Background: Lung adenocarcinoma (LUAD) is the predominant histological subtype of lung cancer. In the past decade, various targeted drugs have prolonged the survival of LUAD patients. Unfortunately, not all LUAD patients can benefit from the current target agents. Although the membrane spanning 4-domains A15 (MS4A15) gene has been implicated in the progression of various cancers, its role in LUAD remains understudied. This study aimed to evaluate the role and potential mechanism of MS4A15 in the progression of LUAD.

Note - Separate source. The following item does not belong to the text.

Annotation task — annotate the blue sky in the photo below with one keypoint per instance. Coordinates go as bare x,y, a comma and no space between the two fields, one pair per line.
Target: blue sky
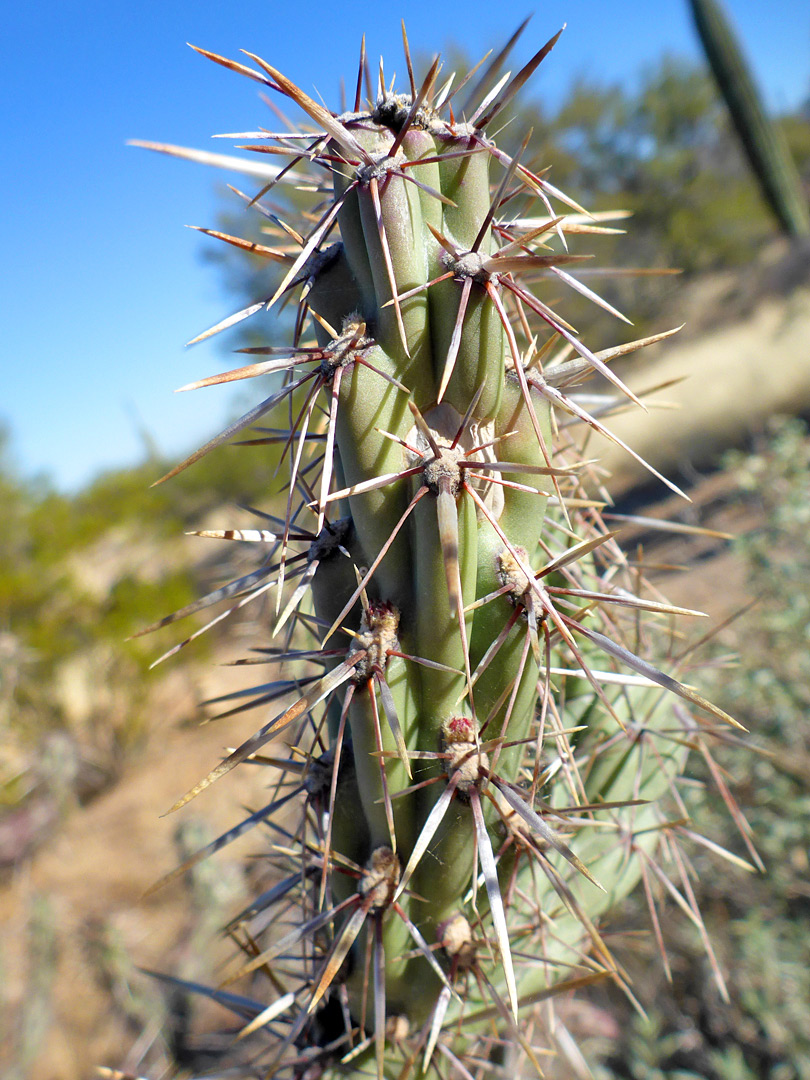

Methods: The pan-cancer RNA sequencing and clinical data of LUAD patients, originally comprising data from The Cancer Genome Atlas and Genotypic Tissue Expression, were acquired from University of California Santa Cruz XENA (UCSC XENA). Additionally, the GSE116959 and GSE130779 data sets were retrieved from the Gene Expression Omnibus database. The Differential Expression analysis of Sequencing data version 2 (DESeq2) package was used to identify the differentially expressed genes. The ClusteProfiler package was used to perform the Gene Ontology, Kyoto Encyclopedia of Genes and Genomes, and gene set enrichment analyses. An immune cell infiltration analysis was conducted using the gene set variation analysis (GSVA) package. The expression level of MS4A15 was analyzed by the Wilcoxon rank-sum test. A logistic regression analysis was conducted to examine the correlation between the clinical pathological factors of LUAD patients and the high-low dichotomy of MS4A15. A receiver operating characteristic (ROC) curve analysis was employed to evaluate the effectiveness of MS4A15 as a biomarker for distinguishing LUAD patients from healthy individuals. A Kaplan-Meier analysis was conducted to examine the overall survival of LUAD patients based on MS4A15. All the bioinformatic results were obtained using R (version 3.6.2) package. Real-time quantitative polymerase chain reaction (RT-qPCR) was performed to validate the messenger RNA transcription level in vitro.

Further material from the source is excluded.